The take-away from Immersion Corp and Ironworks is that claims will not survive Alice unless they claim an unconventional technological solution to a technological problem. All claims in Immersion Corp save those of the Immersion Corp ‘301 Patent and all claims in Ironworks survived Alice because they recited a specific technological solution (the specific components and how they were configured to perform haptic feedback or vibration function in response to specific events) to the technological problem they each addressed.
The Immersion Corp ‘301 Patent vibration device claims failed Alice because they recited no particular rules or types of rules applied by the processor (Cf. McRO), used function-based claiming and followed a conventional order of how data is usually analyzed.
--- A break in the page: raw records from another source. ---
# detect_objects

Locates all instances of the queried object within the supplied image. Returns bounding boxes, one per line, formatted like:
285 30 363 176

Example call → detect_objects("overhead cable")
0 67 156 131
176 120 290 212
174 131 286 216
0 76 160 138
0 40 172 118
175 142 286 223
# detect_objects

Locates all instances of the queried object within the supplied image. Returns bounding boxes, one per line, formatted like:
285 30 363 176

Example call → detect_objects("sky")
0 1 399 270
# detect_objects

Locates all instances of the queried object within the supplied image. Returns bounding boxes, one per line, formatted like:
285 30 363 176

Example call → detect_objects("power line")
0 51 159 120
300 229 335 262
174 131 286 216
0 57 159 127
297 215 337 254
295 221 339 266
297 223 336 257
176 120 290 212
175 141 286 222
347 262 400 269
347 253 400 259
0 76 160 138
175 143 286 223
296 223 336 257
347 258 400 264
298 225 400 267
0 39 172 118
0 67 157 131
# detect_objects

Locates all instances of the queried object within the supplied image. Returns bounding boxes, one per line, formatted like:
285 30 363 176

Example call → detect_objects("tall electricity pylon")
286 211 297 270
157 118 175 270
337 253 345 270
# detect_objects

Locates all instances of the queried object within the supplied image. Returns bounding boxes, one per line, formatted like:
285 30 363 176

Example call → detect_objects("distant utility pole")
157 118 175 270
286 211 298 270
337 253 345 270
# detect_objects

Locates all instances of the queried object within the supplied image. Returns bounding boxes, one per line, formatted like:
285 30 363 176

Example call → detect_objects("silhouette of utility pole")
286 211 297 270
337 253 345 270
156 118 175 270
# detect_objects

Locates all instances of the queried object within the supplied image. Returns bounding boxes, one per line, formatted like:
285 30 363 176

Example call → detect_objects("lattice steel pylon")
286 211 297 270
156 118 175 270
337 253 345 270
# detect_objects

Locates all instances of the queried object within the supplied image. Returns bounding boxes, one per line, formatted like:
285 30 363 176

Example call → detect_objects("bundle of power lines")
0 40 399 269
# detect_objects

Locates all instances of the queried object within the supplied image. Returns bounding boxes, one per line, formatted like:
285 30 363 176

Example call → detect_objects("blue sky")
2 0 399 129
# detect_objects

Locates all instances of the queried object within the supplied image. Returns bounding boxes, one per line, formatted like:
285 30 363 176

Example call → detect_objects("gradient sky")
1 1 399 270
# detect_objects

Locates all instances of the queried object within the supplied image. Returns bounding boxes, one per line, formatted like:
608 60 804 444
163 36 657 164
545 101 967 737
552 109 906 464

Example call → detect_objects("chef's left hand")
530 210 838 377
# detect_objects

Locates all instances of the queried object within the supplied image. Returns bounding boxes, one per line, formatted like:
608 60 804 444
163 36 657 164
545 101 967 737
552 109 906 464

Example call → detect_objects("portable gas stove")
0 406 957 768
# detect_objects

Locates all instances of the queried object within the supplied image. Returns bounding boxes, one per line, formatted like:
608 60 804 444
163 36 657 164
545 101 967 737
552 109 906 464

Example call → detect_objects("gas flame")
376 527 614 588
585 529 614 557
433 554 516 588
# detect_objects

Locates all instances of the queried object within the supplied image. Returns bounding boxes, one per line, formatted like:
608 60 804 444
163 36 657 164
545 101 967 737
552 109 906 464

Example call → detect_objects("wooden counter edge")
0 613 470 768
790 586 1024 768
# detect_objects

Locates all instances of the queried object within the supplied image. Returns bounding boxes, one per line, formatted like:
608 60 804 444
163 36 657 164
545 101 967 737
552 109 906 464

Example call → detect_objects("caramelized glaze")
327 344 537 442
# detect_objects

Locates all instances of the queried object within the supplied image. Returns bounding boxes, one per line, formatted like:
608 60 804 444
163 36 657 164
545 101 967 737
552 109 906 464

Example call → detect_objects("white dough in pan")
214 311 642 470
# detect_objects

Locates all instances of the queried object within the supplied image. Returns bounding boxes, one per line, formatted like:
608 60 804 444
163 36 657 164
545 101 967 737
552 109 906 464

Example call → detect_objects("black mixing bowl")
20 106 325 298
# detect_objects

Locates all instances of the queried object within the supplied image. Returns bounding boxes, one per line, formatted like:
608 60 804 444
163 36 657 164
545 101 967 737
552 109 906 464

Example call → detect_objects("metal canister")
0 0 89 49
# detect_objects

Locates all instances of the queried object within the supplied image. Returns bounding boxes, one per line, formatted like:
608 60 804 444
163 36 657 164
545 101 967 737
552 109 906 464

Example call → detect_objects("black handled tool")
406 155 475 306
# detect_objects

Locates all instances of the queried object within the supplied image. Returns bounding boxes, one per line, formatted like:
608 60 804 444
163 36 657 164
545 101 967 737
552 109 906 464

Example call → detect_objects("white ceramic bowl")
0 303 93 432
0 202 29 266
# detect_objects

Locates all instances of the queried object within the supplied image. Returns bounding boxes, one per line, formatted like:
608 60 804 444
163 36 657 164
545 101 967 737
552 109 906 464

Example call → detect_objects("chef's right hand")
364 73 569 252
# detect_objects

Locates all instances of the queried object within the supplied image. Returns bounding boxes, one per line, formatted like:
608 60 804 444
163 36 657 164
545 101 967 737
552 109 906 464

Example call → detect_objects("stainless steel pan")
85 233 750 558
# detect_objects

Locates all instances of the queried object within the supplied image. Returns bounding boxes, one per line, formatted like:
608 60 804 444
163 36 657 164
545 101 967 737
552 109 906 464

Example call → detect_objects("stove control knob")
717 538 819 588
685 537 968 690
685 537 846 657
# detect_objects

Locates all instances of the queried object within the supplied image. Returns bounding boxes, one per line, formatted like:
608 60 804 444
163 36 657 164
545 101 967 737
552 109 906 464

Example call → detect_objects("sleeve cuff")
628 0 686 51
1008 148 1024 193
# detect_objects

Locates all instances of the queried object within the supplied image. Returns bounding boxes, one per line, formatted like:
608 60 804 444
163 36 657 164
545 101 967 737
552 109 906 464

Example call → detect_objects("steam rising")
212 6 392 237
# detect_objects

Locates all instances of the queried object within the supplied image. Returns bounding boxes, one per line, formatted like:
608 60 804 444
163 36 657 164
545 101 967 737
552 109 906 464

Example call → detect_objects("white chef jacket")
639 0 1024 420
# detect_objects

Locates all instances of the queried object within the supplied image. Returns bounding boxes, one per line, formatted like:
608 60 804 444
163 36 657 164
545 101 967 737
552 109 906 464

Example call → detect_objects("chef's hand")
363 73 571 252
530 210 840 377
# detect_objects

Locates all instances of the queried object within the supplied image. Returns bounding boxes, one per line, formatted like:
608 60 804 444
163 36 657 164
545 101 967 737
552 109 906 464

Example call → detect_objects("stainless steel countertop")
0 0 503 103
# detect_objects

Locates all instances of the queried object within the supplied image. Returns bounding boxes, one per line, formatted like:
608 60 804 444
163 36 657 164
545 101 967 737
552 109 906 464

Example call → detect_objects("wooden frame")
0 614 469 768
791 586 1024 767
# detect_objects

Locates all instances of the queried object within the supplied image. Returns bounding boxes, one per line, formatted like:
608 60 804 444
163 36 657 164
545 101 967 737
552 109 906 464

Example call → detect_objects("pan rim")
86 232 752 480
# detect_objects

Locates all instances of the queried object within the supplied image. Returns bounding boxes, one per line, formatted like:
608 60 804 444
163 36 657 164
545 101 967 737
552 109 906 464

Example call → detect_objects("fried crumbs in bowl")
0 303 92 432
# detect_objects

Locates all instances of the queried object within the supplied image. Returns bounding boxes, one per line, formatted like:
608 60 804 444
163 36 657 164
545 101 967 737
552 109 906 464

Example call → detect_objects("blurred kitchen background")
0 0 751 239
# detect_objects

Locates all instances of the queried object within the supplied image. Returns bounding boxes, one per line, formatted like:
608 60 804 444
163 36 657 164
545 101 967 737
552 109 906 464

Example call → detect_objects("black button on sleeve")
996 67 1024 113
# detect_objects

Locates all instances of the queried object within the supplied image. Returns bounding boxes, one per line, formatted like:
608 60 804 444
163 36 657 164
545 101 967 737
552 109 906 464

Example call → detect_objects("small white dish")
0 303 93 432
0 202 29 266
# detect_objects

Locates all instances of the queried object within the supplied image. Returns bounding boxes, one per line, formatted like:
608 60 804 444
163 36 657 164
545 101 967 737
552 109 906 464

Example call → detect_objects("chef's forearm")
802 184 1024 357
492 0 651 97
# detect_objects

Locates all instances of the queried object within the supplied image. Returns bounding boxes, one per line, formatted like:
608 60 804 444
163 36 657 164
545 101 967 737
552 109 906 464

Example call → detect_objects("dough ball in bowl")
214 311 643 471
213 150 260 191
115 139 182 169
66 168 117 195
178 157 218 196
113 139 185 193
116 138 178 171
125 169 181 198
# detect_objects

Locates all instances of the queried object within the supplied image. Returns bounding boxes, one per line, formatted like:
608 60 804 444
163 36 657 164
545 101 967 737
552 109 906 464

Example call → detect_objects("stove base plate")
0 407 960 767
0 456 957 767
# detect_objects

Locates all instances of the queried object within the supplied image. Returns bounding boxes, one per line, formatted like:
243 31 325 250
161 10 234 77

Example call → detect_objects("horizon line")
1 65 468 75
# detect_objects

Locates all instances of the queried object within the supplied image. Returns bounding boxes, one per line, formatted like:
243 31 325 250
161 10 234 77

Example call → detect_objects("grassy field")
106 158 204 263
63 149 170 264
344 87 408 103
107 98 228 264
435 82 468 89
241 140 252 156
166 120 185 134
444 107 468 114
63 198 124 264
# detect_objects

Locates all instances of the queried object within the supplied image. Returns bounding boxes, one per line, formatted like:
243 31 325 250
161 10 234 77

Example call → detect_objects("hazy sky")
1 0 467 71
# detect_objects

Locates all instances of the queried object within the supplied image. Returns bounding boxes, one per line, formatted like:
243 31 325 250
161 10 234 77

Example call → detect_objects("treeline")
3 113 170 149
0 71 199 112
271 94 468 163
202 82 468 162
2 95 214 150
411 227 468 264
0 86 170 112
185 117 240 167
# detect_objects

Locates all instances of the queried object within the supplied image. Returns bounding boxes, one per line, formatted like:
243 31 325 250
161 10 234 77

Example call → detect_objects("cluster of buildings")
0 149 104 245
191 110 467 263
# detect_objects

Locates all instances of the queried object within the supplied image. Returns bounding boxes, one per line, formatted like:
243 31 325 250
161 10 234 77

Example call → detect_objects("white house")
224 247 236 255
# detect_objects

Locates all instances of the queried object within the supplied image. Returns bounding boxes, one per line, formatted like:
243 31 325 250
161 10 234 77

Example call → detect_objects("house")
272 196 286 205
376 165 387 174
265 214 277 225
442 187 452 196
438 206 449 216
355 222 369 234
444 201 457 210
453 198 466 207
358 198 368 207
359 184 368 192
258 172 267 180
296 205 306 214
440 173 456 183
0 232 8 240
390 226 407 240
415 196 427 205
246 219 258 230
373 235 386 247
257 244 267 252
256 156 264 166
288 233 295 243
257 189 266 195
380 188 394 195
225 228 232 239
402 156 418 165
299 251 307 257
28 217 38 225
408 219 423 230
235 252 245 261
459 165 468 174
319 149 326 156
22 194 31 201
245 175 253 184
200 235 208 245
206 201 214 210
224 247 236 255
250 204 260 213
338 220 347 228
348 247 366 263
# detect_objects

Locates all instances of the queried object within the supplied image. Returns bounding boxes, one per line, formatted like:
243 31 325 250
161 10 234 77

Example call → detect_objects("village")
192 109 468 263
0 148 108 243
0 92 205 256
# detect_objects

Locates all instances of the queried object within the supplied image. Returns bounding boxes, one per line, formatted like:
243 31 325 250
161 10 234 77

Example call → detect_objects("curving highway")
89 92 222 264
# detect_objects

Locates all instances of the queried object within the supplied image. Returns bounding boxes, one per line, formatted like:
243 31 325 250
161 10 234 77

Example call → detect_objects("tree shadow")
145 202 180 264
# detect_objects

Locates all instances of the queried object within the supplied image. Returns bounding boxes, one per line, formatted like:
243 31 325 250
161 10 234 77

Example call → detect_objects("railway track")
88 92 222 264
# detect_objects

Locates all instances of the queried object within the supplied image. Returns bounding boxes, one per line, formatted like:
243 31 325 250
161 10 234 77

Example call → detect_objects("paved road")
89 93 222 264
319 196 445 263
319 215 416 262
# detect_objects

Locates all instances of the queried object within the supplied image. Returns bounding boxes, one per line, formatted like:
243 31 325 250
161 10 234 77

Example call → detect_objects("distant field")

Also telling is the discussion by the Immersion Corp court in finding the ’301 Patent to be directed to an abstract idea. As the court explained “In the instant case, claim 27 requires receiving sensor and data signals, determining a resulting change in display, and determining a resulting haptic effect, but “[t]here is nothing in claim  that is directed to how to implement” these functions. As a result, claim 27, like the claims in Two-Way Media and DIRECTV, “manipulates data but fails to do so in a non-abstract way.” Op. at 30. (bold emphasis added)
“Manipulation of something real or a representation of something real, though not the test for determining patent eligibility (the proper test being the Alice two-step), may nonetheless provide a valuable clue to the eligibility of a claim.”